British Airways’ owner IAG has called on prime minister Boris Johnson to launch an independent study into the costs of Heathrow expansion.
IAG chief executive Willie Walsh wants an independent study commissioned to ensure any expansion at Heathrow is “cost effective” and consumers are not “taken for a ride”.
The airline group, which currently holds around 55% of Heathrow’s slots, is especially concerned about “hundreds of millions of pounds of airline customers’ money” being spent on early construction costs before full planning permission is granted.
The CAA is due to announce this week how much Heathrow can spend on these planning and early construction costs. IAG said estimates of these costs have increased from £650 million in April 2018 to £2.8 billion.
“We need a fresh look at the environmental viability and total cost of expanding Heathrow,” said Walsh. “The airport has a history of spending recklessly to gold-plate projects and paying guaranteed dividends to shareholders while minimising the environmental significance of expansion.
“Boris Johnson wants to make Britain more competitive.
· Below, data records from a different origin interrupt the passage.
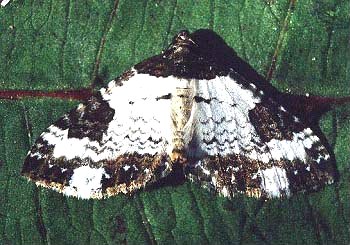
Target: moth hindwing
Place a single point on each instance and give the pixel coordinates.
(198, 106)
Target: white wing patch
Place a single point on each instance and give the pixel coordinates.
(218, 126)
(86, 182)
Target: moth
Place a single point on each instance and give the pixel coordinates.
(197, 109)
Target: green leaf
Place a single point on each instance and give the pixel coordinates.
(50, 45)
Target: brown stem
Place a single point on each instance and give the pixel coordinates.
(80, 94)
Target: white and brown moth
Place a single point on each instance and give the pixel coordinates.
(196, 107)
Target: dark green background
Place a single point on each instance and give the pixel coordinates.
(51, 45)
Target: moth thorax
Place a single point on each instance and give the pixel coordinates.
(181, 106)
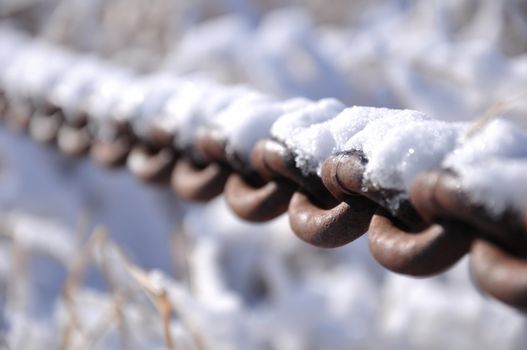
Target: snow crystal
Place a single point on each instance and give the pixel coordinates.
(492, 164)
(246, 121)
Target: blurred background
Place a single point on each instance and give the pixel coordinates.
(94, 259)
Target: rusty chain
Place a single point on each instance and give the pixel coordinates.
(428, 233)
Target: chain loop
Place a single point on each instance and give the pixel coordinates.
(499, 273)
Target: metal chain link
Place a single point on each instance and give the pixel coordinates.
(425, 235)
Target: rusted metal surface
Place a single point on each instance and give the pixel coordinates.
(421, 235)
(500, 273)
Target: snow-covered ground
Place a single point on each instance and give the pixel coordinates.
(92, 258)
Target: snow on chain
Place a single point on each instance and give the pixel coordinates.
(398, 144)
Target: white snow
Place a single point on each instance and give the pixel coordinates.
(247, 120)
(491, 164)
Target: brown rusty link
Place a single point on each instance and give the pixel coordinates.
(202, 177)
(264, 194)
(349, 170)
(73, 141)
(404, 244)
(257, 203)
(333, 223)
(499, 274)
(439, 196)
(151, 164)
(424, 252)
(44, 125)
(198, 183)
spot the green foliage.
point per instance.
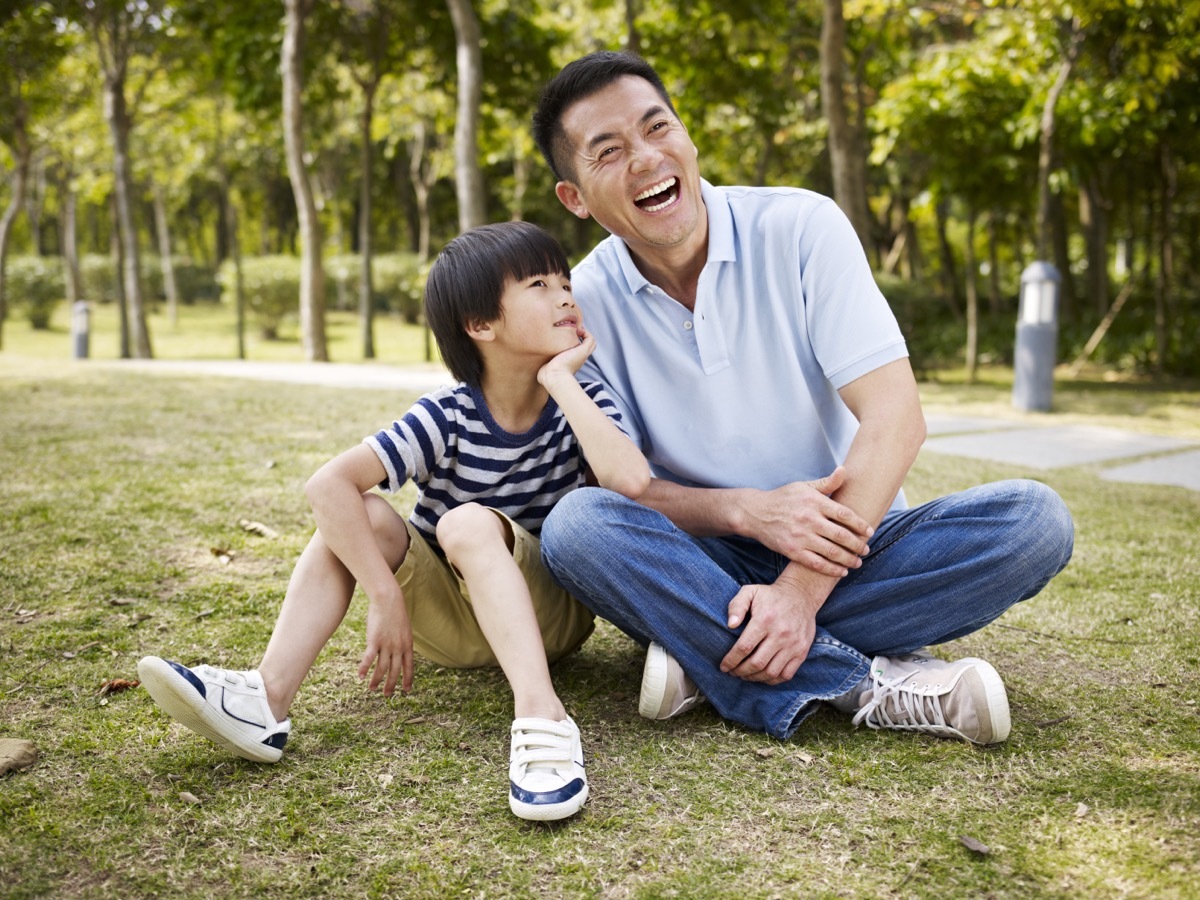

Allowing an expanded airport that is considerably more expensive than our European neighbours would be an own goal as we need to compete on the world stage.
“An independent study would ensure Heathrow expansion is cost-effective and stop the CAA, as regulator, allowing consumers to be taken for a ride.
“To ask customers to stump up vast sums in advance for a runway that may not get built, based only on Heathrow’s cost proposals, is unacceptable.”
Johnson was a vehement opponent of Heathrow’s third runway when he was London mayor and vowed to “lie down in front of bulldozers” to prevent expansion.
The Conservative general election manifesto called for the airport to put forward a “realistic business case” for a third runway. The project was approved by MPs in the previous parliament in June 2018.